Preservation of RNA for functional analysis of separated alleles in yeast: comparison of snap-frozen and RNALater solid tissue storage methods.

BACKGROUND

The aim of the present study was to compare RNALater with the usual method of liquid nitrogen snap freezing as a surrogate mRNA preservation method for functional analysis of separated alleles in yeast (FASAY).

METHODS

A total of 81 patients with transitional cell carcinoma of the bladder underwent fresh tissue biopsies directly transferred into RNALater and stored at room temperature or at 4 degrees C for increasing time intervals until RNA processing.

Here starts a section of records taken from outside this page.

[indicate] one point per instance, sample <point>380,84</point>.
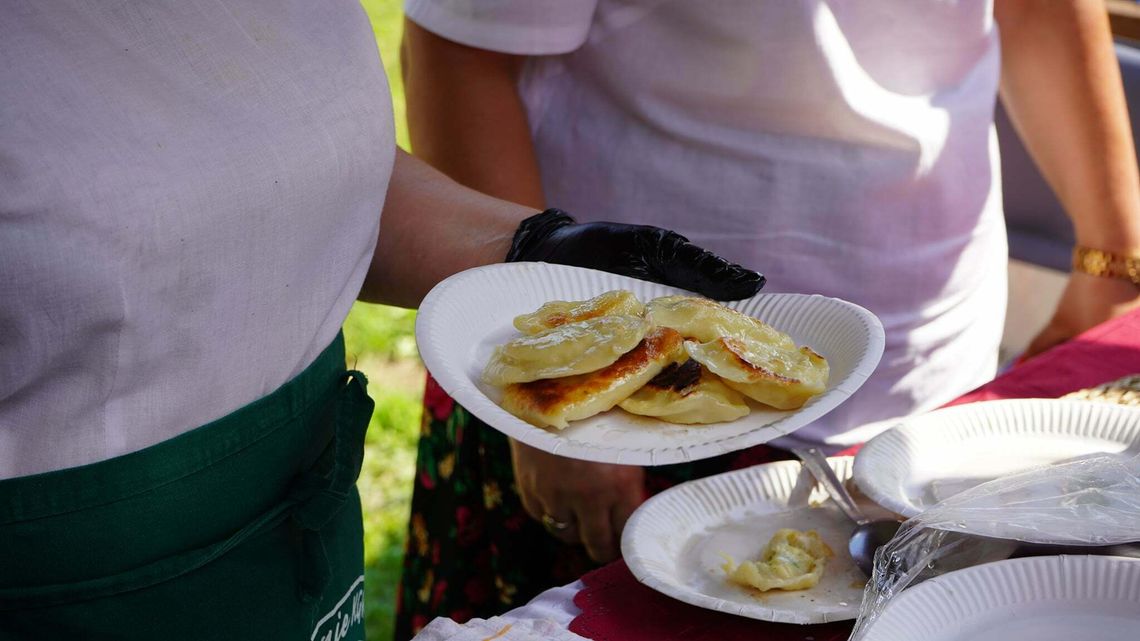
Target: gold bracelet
<point>1098,262</point>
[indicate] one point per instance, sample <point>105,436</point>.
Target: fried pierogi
<point>792,560</point>
<point>689,394</point>
<point>555,402</point>
<point>775,375</point>
<point>559,313</point>
<point>706,319</point>
<point>566,350</point>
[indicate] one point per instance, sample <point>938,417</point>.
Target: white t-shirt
<point>189,199</point>
<point>840,147</point>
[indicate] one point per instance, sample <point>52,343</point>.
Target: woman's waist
<point>179,494</point>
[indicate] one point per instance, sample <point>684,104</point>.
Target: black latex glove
<point>641,251</point>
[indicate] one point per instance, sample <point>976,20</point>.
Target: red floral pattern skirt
<point>472,550</point>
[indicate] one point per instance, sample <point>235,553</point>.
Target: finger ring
<point>553,525</point>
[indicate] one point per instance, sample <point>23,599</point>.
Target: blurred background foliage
<point>381,342</point>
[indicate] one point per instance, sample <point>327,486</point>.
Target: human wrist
<point>534,230</point>
<point>1094,261</point>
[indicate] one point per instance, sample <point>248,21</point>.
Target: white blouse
<point>841,147</point>
<point>189,199</point>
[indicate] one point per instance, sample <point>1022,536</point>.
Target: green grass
<point>381,342</point>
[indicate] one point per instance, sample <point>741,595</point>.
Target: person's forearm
<point>465,116</point>
<point>431,228</point>
<point>1061,88</point>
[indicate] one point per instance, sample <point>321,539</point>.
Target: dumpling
<point>560,311</point>
<point>706,319</point>
<point>775,375</point>
<point>687,394</point>
<point>575,348</point>
<point>792,560</point>
<point>555,402</point>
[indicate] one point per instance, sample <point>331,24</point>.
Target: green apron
<point>245,528</point>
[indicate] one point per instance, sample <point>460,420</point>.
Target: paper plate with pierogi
<point>610,368</point>
<point>764,542</point>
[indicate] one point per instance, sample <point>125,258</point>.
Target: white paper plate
<point>1034,599</point>
<point>927,459</point>
<point>673,543</point>
<point>466,316</point>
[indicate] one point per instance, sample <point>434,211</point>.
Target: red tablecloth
<point>616,607</point>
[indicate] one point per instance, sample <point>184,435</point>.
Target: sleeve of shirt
<point>527,27</point>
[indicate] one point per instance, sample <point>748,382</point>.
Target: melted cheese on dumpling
<point>575,348</point>
<point>775,375</point>
<point>686,394</point>
<point>792,560</point>
<point>556,402</point>
<point>560,311</point>
<point>706,319</point>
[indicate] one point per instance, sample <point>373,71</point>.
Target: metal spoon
<point>869,535</point>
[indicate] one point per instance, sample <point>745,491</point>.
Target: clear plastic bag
<point>1065,508</point>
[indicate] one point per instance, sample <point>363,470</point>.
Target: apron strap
<point>317,495</point>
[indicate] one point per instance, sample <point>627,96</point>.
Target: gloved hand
<point>641,251</point>
<point>580,502</point>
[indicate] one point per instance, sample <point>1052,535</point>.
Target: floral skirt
<point>472,550</point>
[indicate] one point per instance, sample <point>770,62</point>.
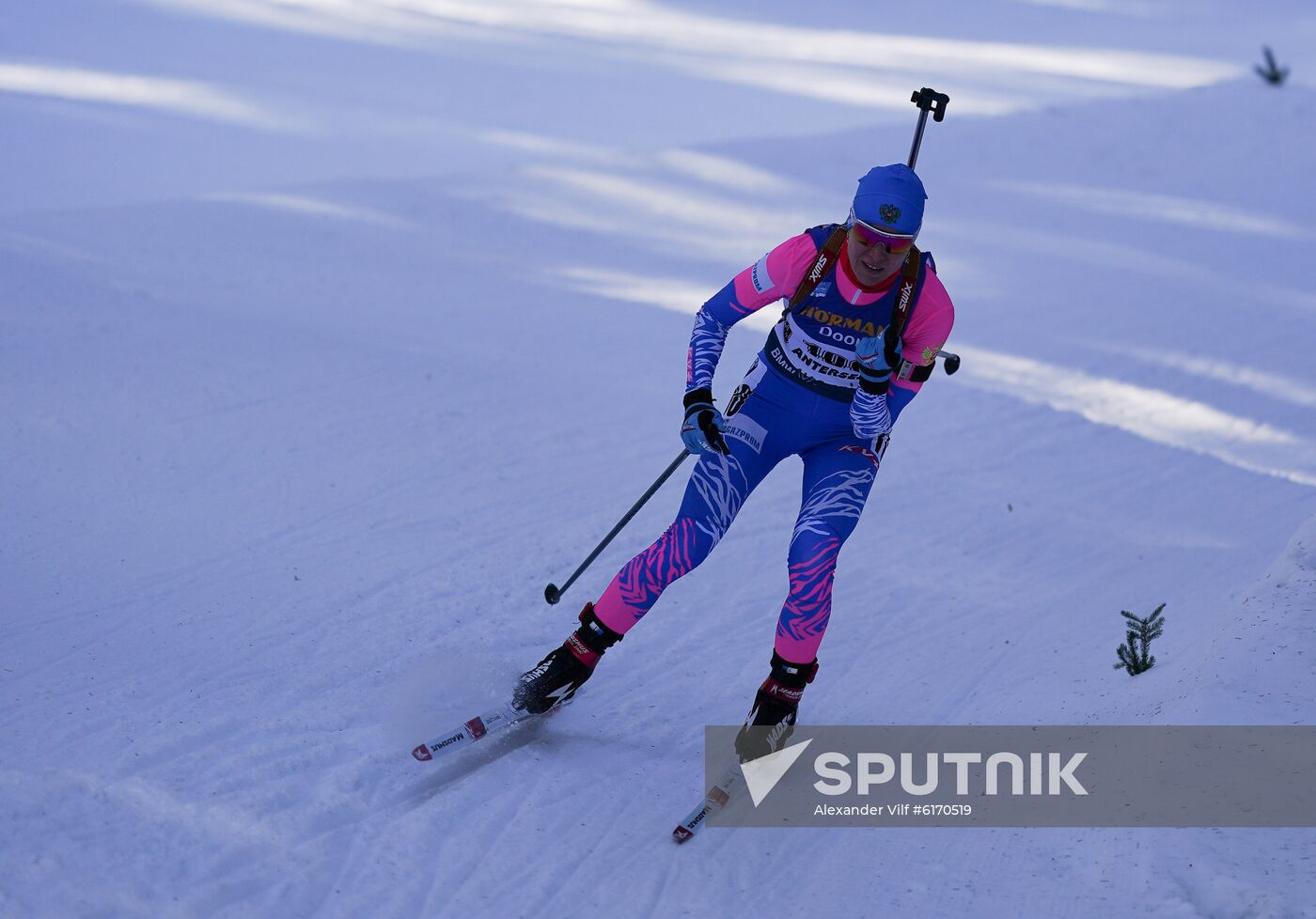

From this cohort of patients, 53 paired snap-frozen and RNALater preservative-suspended tissues were obtained. Samples immediately frozen in liquid nitrogen were further stored at -80 degrees C.

RESULTS

Of the 81 RNALater samples, 14 were not processed for FASAY because of RNA degradation. Of the remaining 67 samples, 15 (22%) were FASAY-positive. Identical FASAY results were found for 50 of 53 (94.4%) paired samples and the percentage of red yeast colonies was highly correlated (Cohen's kappa<0.82; p<0.00001). A single p53 missense mutation was found in each of the three discordant positive FASAY and was identical in each concordant positive sample (10/53). Storing samples in RNALater at room temperature for 3 days and at 4 degrees C for less than 1 month provided high-quality mRNA suitable for FASAY.

CONCLUSIONS

Our results demonstrate that RNALater is a suitable and flexible alternative to snap freezing for FASAY analysis.